In the early stages, multi-line suggestions disrupted developers' workflow by constantly moving existing code, potentially leading to a decrease in productivity and satisfaction. Additionally, the generation of multi-line suggestions took longer, prompting the team to invest in reducing perceived latency.
Through model hosting optimization, the latency of multi-line suggestions has been improved by 2.5 times. Subsequent experiments involving numerous engineers showed that multi-line suggestions accounted for a significant portion of accepted characters, resulting in almost double the percentage of keystrokes saved compared to single-line suggestions. Despite this, the percentage of Meta engineers choosing to opt out after the introduction of multi-line suggestions remained below 1%.

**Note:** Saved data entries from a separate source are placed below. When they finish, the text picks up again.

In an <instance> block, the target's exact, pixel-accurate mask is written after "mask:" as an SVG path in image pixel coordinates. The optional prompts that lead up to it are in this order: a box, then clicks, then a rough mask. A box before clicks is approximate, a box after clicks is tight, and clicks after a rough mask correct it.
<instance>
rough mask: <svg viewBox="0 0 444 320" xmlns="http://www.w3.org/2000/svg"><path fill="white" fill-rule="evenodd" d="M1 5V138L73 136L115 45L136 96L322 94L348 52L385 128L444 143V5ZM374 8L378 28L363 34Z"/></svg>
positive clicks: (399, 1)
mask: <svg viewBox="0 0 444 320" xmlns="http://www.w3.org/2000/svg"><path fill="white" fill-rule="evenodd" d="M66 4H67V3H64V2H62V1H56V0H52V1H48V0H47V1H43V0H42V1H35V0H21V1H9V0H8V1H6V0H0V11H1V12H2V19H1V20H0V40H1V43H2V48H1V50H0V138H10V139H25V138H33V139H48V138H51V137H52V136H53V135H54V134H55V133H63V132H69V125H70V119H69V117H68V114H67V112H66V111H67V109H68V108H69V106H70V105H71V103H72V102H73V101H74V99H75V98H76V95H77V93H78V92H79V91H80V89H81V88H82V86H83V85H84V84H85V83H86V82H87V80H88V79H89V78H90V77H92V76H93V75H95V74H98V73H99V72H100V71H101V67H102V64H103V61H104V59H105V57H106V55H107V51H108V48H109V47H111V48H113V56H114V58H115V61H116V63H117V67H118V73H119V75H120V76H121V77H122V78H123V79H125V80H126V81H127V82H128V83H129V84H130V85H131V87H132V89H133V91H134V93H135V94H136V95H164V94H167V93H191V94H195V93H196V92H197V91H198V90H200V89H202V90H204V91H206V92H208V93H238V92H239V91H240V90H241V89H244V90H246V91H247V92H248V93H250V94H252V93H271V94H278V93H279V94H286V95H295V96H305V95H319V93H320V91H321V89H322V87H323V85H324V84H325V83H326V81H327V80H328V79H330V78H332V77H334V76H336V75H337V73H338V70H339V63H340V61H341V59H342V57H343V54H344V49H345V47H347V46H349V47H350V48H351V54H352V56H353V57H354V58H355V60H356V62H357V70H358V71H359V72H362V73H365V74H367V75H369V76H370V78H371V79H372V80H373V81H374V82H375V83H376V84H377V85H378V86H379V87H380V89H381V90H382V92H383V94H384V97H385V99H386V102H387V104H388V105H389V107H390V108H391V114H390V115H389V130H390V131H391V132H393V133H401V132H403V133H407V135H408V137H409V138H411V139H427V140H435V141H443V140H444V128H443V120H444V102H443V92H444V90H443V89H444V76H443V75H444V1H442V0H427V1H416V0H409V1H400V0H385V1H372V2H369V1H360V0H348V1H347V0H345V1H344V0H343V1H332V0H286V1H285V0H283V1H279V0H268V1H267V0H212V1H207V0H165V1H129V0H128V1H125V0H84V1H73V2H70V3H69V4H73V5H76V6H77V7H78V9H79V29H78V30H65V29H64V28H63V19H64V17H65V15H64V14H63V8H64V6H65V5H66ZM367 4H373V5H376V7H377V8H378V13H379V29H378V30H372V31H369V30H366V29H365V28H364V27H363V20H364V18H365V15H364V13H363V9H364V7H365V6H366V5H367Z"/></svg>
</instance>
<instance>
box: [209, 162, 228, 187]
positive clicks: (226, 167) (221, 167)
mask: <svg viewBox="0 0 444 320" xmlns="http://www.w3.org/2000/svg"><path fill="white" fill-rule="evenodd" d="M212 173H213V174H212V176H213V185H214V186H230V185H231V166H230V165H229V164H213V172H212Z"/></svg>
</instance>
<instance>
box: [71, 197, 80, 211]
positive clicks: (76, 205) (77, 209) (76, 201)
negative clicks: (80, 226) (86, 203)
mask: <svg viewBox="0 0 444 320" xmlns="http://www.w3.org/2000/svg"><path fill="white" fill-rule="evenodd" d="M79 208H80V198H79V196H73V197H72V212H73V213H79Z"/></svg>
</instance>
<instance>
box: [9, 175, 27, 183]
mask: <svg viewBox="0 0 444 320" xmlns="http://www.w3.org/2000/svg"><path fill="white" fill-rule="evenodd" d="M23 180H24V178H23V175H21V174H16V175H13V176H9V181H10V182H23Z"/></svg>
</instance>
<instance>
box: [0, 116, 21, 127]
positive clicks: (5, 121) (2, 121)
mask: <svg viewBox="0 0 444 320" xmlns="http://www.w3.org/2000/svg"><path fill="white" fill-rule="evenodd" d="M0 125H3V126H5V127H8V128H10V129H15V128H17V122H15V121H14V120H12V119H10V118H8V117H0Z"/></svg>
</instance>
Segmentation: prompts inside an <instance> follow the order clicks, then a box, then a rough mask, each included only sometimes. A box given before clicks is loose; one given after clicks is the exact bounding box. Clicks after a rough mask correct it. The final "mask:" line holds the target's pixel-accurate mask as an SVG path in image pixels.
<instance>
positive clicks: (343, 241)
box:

CodeCompose was originally designed to provide inline suggestions for software engineers while writing code, but initially limited to predicting and completing code snippets for the current line. Such single-line suggestions required speed, high accuracy, and contextual relevance.
The multi-line algorithm, on the other hand, is more complex, requiring automatic triggering during user input and precise selection of suggestions based on the chosen trigger point and the limitation of the user's current scope. Although generating accurate multi-line suggestions is more challenging, range-based algorithms allow for displaying suggestions consistent with the user's current thought process, aiding their thinking without introducing unnecessary distractions.
In the system architecture of CodeCompose, the client editor is responsible for displaying suggestions, while the language server acts as an intermediary between the CodeCompose model service host and the client. By passing the "multi-line" flag in the request to the model service, the generation of multi-line suggestions is achieved.
In this article, the author addresses the following challenges:
Challenge 1: Jarring Effect: To address this issue, the team designed a range-based algorithm. This algorithm triggers multi-line suggestions only when the cursor is at the end of a range. The suggestions remain visible until the end of the current block. After accepting a suggestion, the cursor automatically moves to the end of the suggestion block, reducing the likelihood of interrupting the developer's workflow.
Example of single-line "jarring" effect: When the user's cursor is between the "def" keyword and the "quicksort" function, the appearance of inline suggestions shifts the existing user code to the right, creating a jarring effect.
Example of multi-line "jarring" effect: When the user's cursor is between the function name and the line containing the statement "test1 = 1," the generation of multi-line suggestions may push down the existing line, disrupting the developer's flow. This interruption forces them to review the suggested "quicksort" function and determine the correct placement of the existing code.
Challenge 2: Responsive User Experience: Due to the additional time required for generating multi-line suggestions, various efforts were made to minimize the perceived latency and improve adoption rates compared to single-line suggestions. This includes introducing user interface indicators to notify users when multi-line suggestions are being generated, as well as implementing optimization measures such as Flash Attention and persistent K-V caching in the model hosting service.
Challenge 3: Production Release Effect: During the rollout of multi-line suggestions, the team closely monitored various metrics, including acceptance rate, display rate, latency, and throughput. This evaluation helped assess the overall impact of multi-line suggestions compared to single-line suggestions.
Although developers feel an increase in coding speed, they typically require more time to review the generated code. Additionally, other studies have shown that the generated suggestions aid in discovering new APIs. This indicates that CodeCompose's multi-line suggestion feature has potential value in improving development efficiency and promoting code quality.